Propolis – Neue Daten zum Einsatz in der Medizin
Dieser Text von Prof. Dr. Karsten Münstedt und Dr. Andreas Hackethal vom Universitätsklinikum Gießen untersucht die aktuellen wissenschaftlichen Erkenntnisse zum medizinischen Einsatz von Propolis.
Was ist Propolis?
Propolis, abgeleitet von "vor der Stadt", ist eine harzartige Substanz, die Bienen von Pflanzen sammeln, um ihren Stock zu verteidigen, abzudichten, tote Eindringlinge zu umhüllen und vor Feuchtigkeit und Keimen zu schützen. Die Zusammensetzung variiert stark je nach Herkunft der Pflanzen, wobei Flavonoide als Hauptwirkstoffe gelten.
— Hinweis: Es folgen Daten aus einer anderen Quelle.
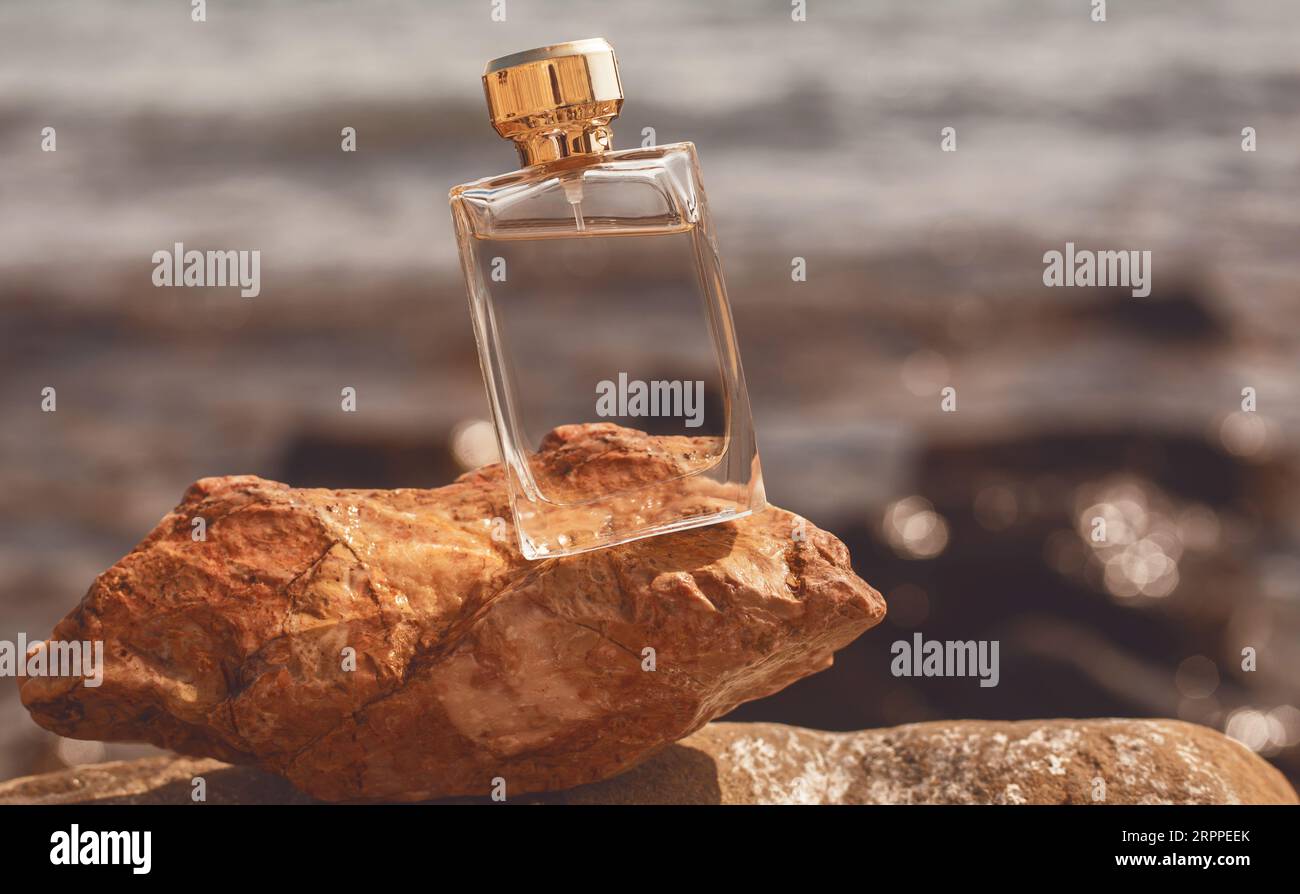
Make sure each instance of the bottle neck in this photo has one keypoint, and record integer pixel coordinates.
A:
(583, 138)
Historische und wissenschaftliche Bewertung:
Schon in der Antike wurde Propolis medizinisch genutzt (z.B. in Ägypten zur Mumifizierung, von Hippokrates bei Geschwüren). Obwohl viele traditionelle Bücher Heilwirkungen zuschreiben, fehlen oft wissenschaftlich fundierte Quellen. Die Autoren betonen die Notwendigkeit sorgfältig geplanter, doppelblinder Studien zur Validierung der Wirkungen.
Eigenschaften und Anwendungen (basierend auf Studien):
- Krebserkrankungen: Experimentelle Daten zeigen, dass Propolis (insbesondere Substanzen wie Artepillin C, CAPE) krebszellentötende und krebsverhindernde Eigenschaften besitzen kann, oft selektiv gegen bösartiges Gewebe. Tierversuche zeigten eine Prävention von Tumoren in Brust, Haut, Nieren und Darm. Die Wirkung in Kombination mit Chemotherapie ist gemischt; es gibt Hinweise auf schützende Effekte auf gesunde Zellen (z.B. Pankreas-Betazellen, Herzmuskel) und Reduktion strahlentherapiebedingter Schäden.
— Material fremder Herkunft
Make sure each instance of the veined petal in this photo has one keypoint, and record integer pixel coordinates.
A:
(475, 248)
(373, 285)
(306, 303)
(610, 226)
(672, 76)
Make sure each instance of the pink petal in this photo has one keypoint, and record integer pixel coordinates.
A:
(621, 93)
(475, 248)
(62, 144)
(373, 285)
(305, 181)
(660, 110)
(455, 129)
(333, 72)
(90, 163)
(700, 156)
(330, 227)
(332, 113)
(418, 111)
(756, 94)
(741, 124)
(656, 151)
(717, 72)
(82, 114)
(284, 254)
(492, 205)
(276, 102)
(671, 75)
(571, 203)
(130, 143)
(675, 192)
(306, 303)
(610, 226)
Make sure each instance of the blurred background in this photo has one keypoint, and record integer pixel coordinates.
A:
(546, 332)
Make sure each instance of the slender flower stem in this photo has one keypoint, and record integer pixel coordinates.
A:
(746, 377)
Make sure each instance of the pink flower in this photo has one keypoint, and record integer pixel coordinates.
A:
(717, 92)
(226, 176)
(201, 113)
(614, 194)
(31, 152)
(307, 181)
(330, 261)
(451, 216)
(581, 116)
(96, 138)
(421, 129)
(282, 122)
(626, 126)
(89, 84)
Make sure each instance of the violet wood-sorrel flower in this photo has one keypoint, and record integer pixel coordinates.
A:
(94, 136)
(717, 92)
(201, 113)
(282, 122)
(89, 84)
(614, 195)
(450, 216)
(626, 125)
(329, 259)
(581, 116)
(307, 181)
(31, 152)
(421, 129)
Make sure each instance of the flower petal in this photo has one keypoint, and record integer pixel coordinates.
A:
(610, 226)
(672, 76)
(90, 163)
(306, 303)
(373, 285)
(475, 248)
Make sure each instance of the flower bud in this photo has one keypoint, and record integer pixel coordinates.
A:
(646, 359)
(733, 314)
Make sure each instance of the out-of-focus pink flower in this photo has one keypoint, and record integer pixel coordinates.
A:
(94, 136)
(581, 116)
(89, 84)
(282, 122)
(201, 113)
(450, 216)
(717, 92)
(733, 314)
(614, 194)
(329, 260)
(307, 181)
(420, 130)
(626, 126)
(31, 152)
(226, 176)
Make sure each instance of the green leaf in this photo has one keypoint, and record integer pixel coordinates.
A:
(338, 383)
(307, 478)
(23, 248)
- Schutz gutartiger Gewebe: Propolisextrakte haben organprotektive Funktionen gezeigt, insbesondere Leberschutz vor Toxinen. Die Wirksamkeit hängt stark von Herkunft und Extraktionsmethode ab.
- Antivirale Wirkungen: Propolis ist wirksam gegen verschiedene Viren (z.B. Herpes, Adeno, Influenza). Eine klinische Studie zeigte eine signifikant schnellere Abheilung von genitalen Herpesinfektionen im Vergleich zu Standardmedikamenten und Placebo, sowie eine Behandlung von begleitenden bakteriellen Scheideninfektionen.
- Antibakterielle, entzündungshemmende und wundheilende Eigenschaften: Bekannt seit langer Zeit (z.B. Burenkrieg). Experimente bestätigen bakterien- und pilzhemmende Wirkungen und einen synergistischen Effekt mit Antibiotika. Propolis kann die Wundheilung beschleunigen und entzündliche Prozesse reduzieren (u.a. durch CAPE). Humanstudien zeigen eine verbesserte Immunfunktion, reduzierte Infektionsraten bei Kindern (in Kombination mit Echinacea und Vitamin C) und Verbesserungen bei chronischer Scheidenentzündung und Zellveränderungen am Gebärmutterhals.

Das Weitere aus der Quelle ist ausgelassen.